DAVID GERGEN: Bob, you’ve spent some years now out on the streets and barrios talking to people, and you found what you call community healers, who are providing an approach to poverty that in your view is not only better but is vastly different from what we know. Tell us about them.ROBERT WOODSON, Author, "The Triumphs of Joseph:" Well, Leon Watkins is a community healer in South Central Los Angeles. The East Side Cryps gang was just terrorizing the neighborhood, forcing business and small business owners to leave food and money in the backs of their stores, graffiti all over the place. He posted "help wanted" signs all over the community for the leader of this gang, and then he met him one night in the back alley, two cars pull up, a fellow comes out, a gun in his waistband. Leon’s walking by himself. He says, I heard you’re looking for me. He says, what do you want? He says, I want to talk to you about your life. They sat on the trash can for three hours and talked. Within two weeks he had this young man in Bible study and within four weeks the whole gang had stopped fighting, and they began to work on behalf of their community. The power of one man, one healing agent, is an example of what is possible to accomplish.
DAVID GERGEN: How about Freddie Garcia, in San Antonio?
ROBERT WOODSON: San Antonio, Texas. Pastor Garcia and his wife, Nintha, were 30 years ago drug addicts, failed all of the psychiatric interventions, and came to Christ, and then turned their own lives and then their homes into a haven for drug addicts and took into their homes people that everyone else gave up on, and in the past 30 years they have sheltered over 13,500 hard core drug addicts, thieves, and cutthroats, an 80 percent success rate at a cost of $50 a day. They have para churches in 68 communities throughout this nation and foreign countries, starting with just a person of faith.
DAVID GERGEN: So these healers are people who have had terrible problems in their lives, prison perhaps, drugs, prostitution, and they’ve often found religious faith.
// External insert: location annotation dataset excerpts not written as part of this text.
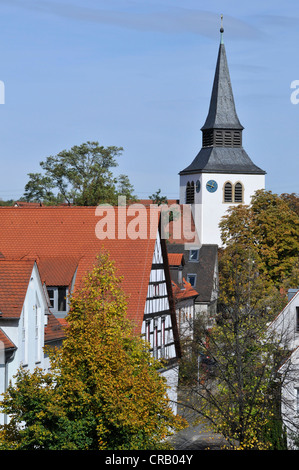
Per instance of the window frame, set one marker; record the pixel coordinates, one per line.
(195, 279)
(54, 301)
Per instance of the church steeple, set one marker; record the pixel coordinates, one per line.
(222, 126)
(222, 150)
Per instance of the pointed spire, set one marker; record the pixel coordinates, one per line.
(221, 30)
(222, 113)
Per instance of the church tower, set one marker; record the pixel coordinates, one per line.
(222, 174)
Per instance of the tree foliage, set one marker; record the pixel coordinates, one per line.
(103, 392)
(82, 176)
(231, 377)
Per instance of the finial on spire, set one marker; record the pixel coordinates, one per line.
(221, 29)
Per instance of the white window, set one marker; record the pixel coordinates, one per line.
(24, 337)
(37, 331)
(163, 336)
(58, 298)
(297, 400)
(191, 278)
(155, 344)
(148, 331)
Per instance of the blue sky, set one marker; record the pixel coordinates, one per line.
(138, 74)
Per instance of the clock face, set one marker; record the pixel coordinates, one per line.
(211, 186)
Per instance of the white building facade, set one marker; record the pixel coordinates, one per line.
(222, 174)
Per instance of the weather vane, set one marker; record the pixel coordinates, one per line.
(221, 29)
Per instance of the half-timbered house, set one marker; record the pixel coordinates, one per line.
(65, 242)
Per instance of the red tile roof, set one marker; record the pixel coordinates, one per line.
(57, 271)
(14, 280)
(69, 232)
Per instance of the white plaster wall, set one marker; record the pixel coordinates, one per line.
(209, 208)
(13, 329)
(172, 379)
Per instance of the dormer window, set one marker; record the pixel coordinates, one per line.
(57, 297)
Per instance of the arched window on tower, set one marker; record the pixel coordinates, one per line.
(238, 193)
(228, 192)
(190, 193)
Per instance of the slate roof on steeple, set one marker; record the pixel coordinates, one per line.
(222, 116)
(222, 113)
(223, 160)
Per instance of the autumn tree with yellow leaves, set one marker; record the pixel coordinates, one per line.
(104, 391)
(232, 378)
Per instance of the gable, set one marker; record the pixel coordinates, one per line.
(69, 233)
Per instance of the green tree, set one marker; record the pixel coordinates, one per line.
(104, 390)
(231, 378)
(270, 226)
(82, 176)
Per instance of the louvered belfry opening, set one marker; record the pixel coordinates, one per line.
(222, 138)
(238, 192)
(190, 193)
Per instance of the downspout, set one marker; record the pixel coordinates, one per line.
(9, 357)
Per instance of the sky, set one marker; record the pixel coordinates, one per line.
(138, 74)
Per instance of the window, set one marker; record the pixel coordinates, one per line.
(190, 193)
(148, 331)
(57, 297)
(24, 337)
(297, 400)
(297, 319)
(51, 297)
(193, 255)
(37, 330)
(163, 336)
(238, 192)
(228, 192)
(155, 343)
(156, 289)
(191, 278)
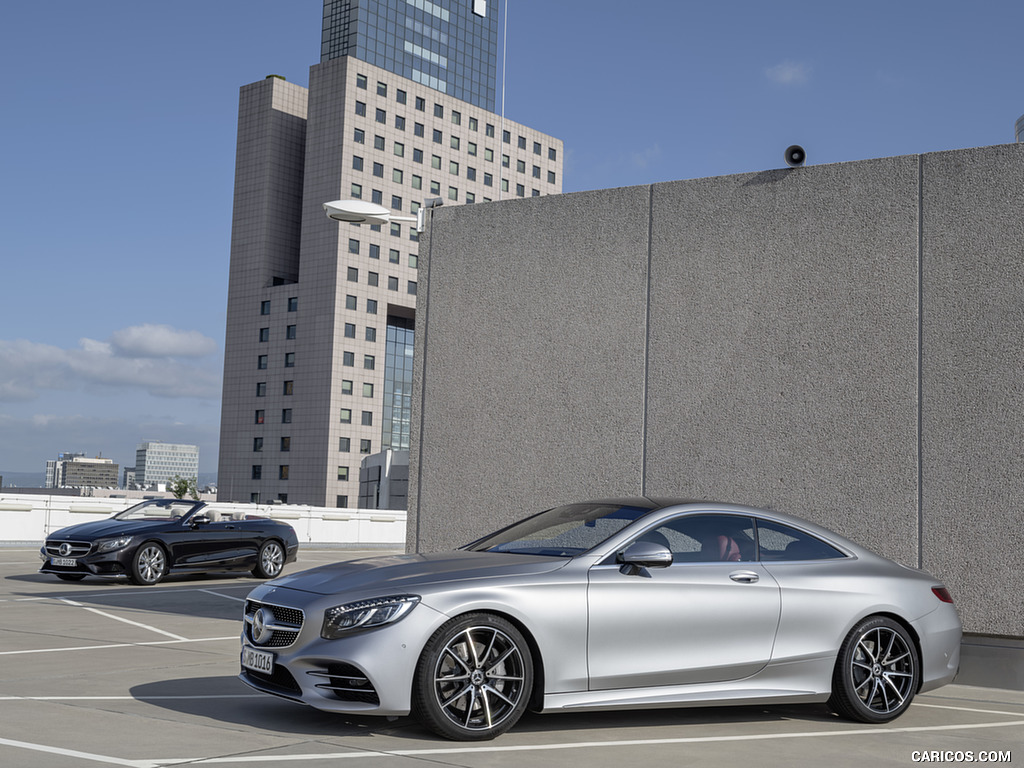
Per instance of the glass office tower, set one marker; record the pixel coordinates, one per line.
(322, 315)
(451, 47)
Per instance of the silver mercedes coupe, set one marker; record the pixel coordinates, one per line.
(621, 603)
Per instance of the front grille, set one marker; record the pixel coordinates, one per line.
(347, 683)
(287, 624)
(78, 549)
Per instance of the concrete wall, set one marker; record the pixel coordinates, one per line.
(840, 342)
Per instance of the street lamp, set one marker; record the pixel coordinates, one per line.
(361, 212)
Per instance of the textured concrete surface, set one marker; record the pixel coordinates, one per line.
(841, 342)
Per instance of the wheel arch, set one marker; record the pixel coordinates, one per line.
(537, 694)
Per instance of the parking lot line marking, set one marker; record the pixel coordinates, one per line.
(592, 744)
(83, 755)
(122, 619)
(117, 645)
(132, 698)
(228, 597)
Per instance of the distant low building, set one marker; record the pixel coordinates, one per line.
(76, 471)
(158, 463)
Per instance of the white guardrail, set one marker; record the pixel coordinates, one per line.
(27, 517)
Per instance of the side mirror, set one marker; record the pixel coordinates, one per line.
(645, 555)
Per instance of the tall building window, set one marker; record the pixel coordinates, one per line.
(397, 399)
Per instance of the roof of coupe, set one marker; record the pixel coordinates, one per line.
(630, 602)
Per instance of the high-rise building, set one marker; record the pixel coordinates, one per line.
(161, 462)
(321, 315)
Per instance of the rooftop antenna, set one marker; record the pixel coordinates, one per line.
(505, 45)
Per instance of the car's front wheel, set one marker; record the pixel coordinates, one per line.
(474, 678)
(150, 564)
(269, 560)
(877, 673)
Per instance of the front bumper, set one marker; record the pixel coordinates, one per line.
(367, 673)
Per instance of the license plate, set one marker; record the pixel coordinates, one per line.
(258, 660)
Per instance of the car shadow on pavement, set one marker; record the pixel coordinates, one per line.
(205, 697)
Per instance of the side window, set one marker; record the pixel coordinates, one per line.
(706, 538)
(778, 542)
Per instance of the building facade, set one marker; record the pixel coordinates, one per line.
(158, 463)
(321, 315)
(76, 470)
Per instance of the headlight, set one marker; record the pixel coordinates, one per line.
(109, 545)
(366, 614)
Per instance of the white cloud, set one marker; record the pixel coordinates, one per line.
(142, 357)
(788, 73)
(160, 341)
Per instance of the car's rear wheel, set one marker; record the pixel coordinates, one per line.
(148, 565)
(877, 673)
(474, 678)
(269, 561)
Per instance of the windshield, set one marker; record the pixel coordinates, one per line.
(158, 509)
(562, 531)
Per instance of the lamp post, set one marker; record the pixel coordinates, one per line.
(361, 212)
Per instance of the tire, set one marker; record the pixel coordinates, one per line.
(877, 673)
(269, 560)
(474, 678)
(148, 564)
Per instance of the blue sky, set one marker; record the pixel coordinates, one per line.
(118, 124)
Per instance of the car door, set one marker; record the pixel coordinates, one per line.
(220, 541)
(700, 620)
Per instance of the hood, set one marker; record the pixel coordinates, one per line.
(88, 531)
(394, 573)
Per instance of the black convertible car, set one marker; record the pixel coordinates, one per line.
(153, 539)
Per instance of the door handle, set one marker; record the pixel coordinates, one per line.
(743, 577)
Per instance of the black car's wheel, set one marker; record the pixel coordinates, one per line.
(877, 673)
(150, 564)
(474, 678)
(269, 561)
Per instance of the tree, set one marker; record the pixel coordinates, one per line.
(180, 485)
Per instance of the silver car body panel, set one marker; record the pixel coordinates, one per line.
(689, 634)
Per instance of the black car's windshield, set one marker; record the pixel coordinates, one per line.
(562, 531)
(158, 509)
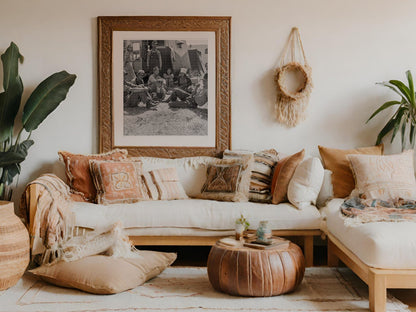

And then they’ve become what’s called modern day Josephs.
ROBERT WOODSON: They really have. They have transformed. They haven’t been rehabilitated. They’ve been transformed, because when you rehabilitate someone, you take them back to their previous state. But when a person’s heart has been transformed, then they become a new person. And you take a rehabilitated person, put him into a debilitated environment, they become a recidivist. You take a transformed person, put him into a debilitated environment, they change the environment. And that’s what’s unique about these healing agents.
DAVID GERGEN: Why do you call them Josephs?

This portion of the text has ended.